Fondé en 1998 et prenant son nom d'une nouvelle de Tatiana Tolstaya (petite-fille de Tolstoï), Okkervil River est d'abord un trio, mené par le songwriter Will Sheff, véritable âme de groupe et accompagné par Zach Thomas à la basse et Seth Warren à la batterie. Le premier album du groupe, Stars Too Small to Use, sort confidentiellement durant l'été 1999.

Quelques mois plus tard, une rencontre avec Jonathan Meiburg permet au groupe d'intégrer piano, orgue et accordéon en son sein. Le groupe, bien qu'étant toujours l'enfant de Sheff, évolue par la suite sous l'impulsion de ses deux têtes pensantes jusqu'au départ de Meiburg en 2008.

C'est d'ailleurs en 2001 que Shearwater voit le jour, crée par Sheff et Meiburg. Projet jumeau de Okkervil River, Shearwater est d'abord le récipient des chansons de Meiburg et de quelques chansons de Sheff qui n'entrent pas dans le cadre de son groupe principal. Petit à petit, Meiburg s'approprie le groupe qui devient une entité à part entière.

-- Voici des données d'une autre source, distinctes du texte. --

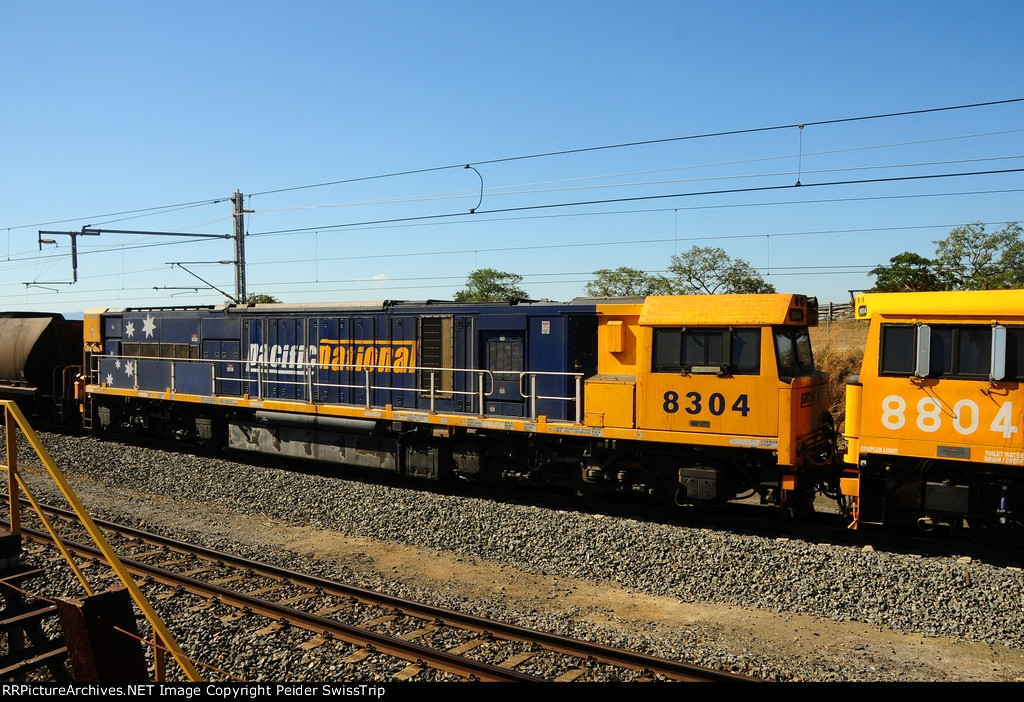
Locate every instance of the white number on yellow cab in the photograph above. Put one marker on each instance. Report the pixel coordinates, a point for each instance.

En 2002, après une année studieuse que le groupe passe en studio, le label Jagjaguwar présente Don't Fall in Love with Everyone You See et Okkervil River passe 2003 sur la route, intégrant un nouveau claviériste à son bord. Le groupe affirme son style emprunté à la fois à folk et à l'indie rock et 2004 marque l'explosion du groupe quand sort Black Sheep Boy et son EP subséquent, Black Sheep Boy Appendix, l'année d'après. Le groupe signe alors avec Virgin / EMI Europe pour diffuser l'album sur le Vieux Continent en 2006. Rien d'étonnant, donc, qu'en 2007, le 4e album des texans, The Stage Names vende 10 000 copies aux Etats-Unis la première semaine. Après l'avoir pensé à l'origine comme un double album, le groupe est contraint de diviser sa sortie en deux, The Stand Ins venant compléter The Stage Names en 2008 avec le même succès public (et critique), gardant l'esprit folk des débuts en y ajoutant quelques élément country inédits.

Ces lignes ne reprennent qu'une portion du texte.